Asian economic data has improved slightly over the past few weeks following a deceleration in July. However, it is widely believed that actions by China’s central bank have been supporting this growth. As HSBC’s Asian Economics team writes in a research note sent out to clients the beginning of this week, “it is clear that fiscal stimulus is proving pivotal in supporting growth, and more is needed given subdued external growth. Although some have their doubts about the central bank’s willingness to introduce more stimulus (we still expect 350bp of RRR and 50bp of policy rate cuts), the PBoC has continued to inject liquidity into the local market to support financial conditions.”

Furthermore, recent economic data from Asia has been supported by consumer electronic launches. These launches have boosted industrial production in Taiwan and Korea but the big question is, how much longer will the stimulus effect from these launches last?

Other Asian nations have been raising infrastructure spending to help stimulate growth, but there are increasing headwinds for various commodity related industries across the region and any weakness in these industries may quickly spread to the rest of the economy.

It is not just weak data from Asia that could throw a spanner in the works.

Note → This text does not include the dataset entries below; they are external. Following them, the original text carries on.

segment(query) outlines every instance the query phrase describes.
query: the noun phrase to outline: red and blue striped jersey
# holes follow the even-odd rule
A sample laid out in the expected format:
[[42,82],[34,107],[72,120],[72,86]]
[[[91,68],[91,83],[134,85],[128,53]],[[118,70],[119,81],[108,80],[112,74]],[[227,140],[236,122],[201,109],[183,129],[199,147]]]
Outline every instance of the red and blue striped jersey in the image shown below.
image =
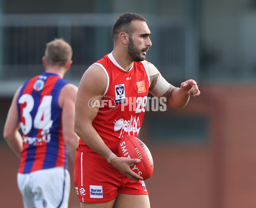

After several months of impressive economic figures from the US and the Eurozone, data from these two regions has started to deteriorate. In the US, August non-farm payrolls and the ISM measures softened, dampening chances for a hike in September (HSBC doesn’t expect any move by the FOMC until 2Q 2017). Across the Atlantic most key Eurozone activity measures have moderated in recent weeks, and it’s generally believed on Wall Street that it is only a matter of time before the ECB extends its QE program.

All in all, after an uneventful summer it would appear that the markets are heading for a turbulent fall and winter. It might be time to get out those tin hats again.